James Braidwood (1800–1861) …

If you had been in London on Saturday 22nd June 1861, you may well have been tempted to make your way, with thousands of other sightseers, to watch the Tooley Street Fire burn its way from Cotton’s Wharf, which was eventually destroyed, through to Hay’s and other wharfs and warehouses to Tooley Street shops.

Omnibuses were packed: ‘Men were struggling for places on them, offering three and four times the fare for standing room on the roofs, to cross London Bridge‘ and: ‘...every inch of room on London Bridge was crowded with thousands and thousands of excited faces’. Also reported: “Peripatetic vendors of ginger beer, fruit and other cheap refreshments abounded and were sold out half a dozen times over. Public houses, in defiance of Acts of Parliament kept open all night long, and did a roaring trade‘.

It is estimated some 30,000 spectators came from all over the city. By late evening the fire stretched from London Bridge to Custom House. Properties destroyed included offices, an American steamer, four sailing boats and many barges as ‘..burning oil and tallow poured in cascades from the wharfs and flowed out blazing on the river‘.

The following print from the time gives an impression of the scale and ferocity of the fire. The southern tip of London Bridge can just be seen on the right edge of the print …

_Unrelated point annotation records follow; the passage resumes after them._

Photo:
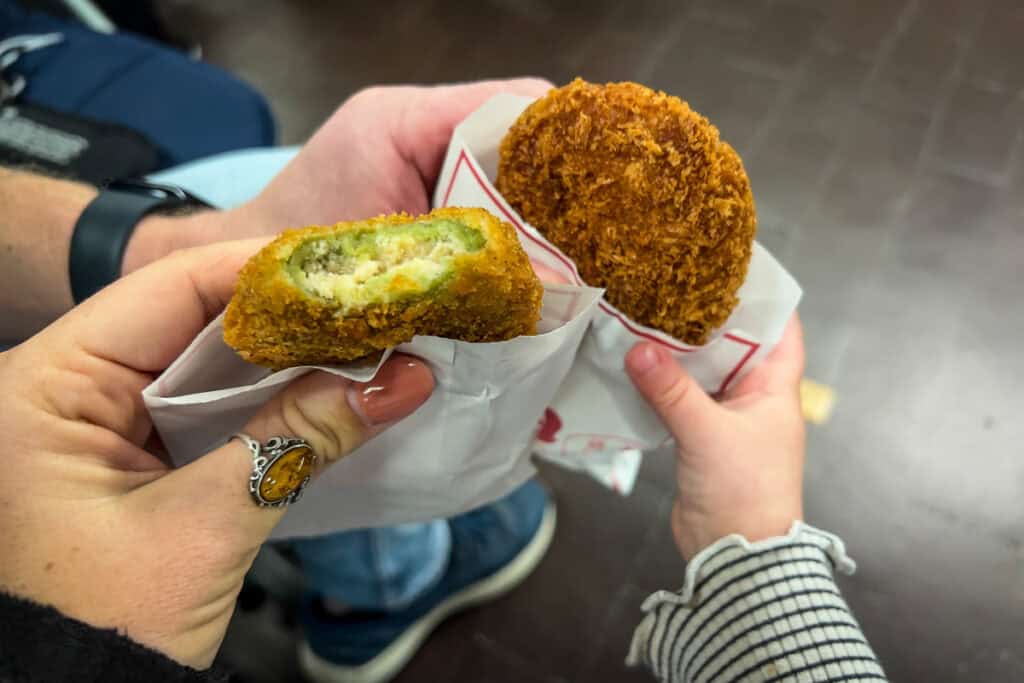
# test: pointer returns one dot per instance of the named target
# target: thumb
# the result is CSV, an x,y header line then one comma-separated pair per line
x,y
334,415
683,406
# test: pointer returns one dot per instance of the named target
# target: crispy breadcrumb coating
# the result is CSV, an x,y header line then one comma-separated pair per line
x,y
304,300
639,190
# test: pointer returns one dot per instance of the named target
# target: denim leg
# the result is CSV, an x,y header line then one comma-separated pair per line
x,y
380,568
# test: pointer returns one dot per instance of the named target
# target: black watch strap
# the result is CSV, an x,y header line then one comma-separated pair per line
x,y
101,233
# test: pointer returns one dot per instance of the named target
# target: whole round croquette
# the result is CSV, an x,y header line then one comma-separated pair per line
x,y
639,190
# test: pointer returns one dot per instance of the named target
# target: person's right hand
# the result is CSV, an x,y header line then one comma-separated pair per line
x,y
740,461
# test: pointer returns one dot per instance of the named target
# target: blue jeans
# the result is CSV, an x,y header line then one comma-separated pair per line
x,y
382,568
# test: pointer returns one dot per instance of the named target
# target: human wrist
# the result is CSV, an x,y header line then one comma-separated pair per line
x,y
695,529
160,235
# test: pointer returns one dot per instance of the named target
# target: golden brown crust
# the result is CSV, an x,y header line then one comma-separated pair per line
x,y
493,296
639,190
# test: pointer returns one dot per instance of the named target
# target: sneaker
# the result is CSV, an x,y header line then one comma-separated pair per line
x,y
494,549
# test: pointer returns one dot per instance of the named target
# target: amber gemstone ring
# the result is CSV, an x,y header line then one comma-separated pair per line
x,y
283,467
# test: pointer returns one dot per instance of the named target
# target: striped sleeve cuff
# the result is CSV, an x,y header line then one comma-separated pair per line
x,y
765,611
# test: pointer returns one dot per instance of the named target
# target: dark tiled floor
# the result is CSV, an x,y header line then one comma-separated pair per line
x,y
884,140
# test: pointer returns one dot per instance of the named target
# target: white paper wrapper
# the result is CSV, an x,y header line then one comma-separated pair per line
x,y
467,445
598,422
470,443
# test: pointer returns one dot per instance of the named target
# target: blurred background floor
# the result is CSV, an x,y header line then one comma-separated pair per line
x,y
884,142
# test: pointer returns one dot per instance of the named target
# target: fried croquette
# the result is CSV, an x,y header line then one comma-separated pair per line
x,y
332,294
639,190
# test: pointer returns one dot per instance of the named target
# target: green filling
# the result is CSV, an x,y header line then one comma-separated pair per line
x,y
358,267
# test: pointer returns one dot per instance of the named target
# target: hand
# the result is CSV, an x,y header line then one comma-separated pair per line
x,y
98,526
740,461
380,153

Great Fire at London Bridge

Image credit: London Metropolitan Archives, City of London: catalogue ref: p5354642

The river is full of boats carrying spectators, and I suspect the watermen of the river found it very profitable to give people a close up view of the fire, although this could be dangerous. Look at the larger boat on the left edge of the print. A fire has started onboard and a figure is seen jumping into the river from the vessel.

The fire as viewed from Tooley Street …

There were a number of casualties during the fire. Five men who were in a boat collecting tallow floating on the river were either burnt to death or drowned when their boat caught fire. A number of men working in the area of the warehouses fell into the river and drowned. Those suffering burns were taken to St Thomas’s Hospital, which also included a man who had his neck broken when the chain from a fire boat was caught around his neck.

The memorial in Tooley Street records the name of the most high profile casualty – the Superintendent of the London Fire Brigade Mr James Braidwood. The jury at the inquest heard that he had been in among his fire fighters handing out brandy and encouragement when the wall fell on him, killing him instantly.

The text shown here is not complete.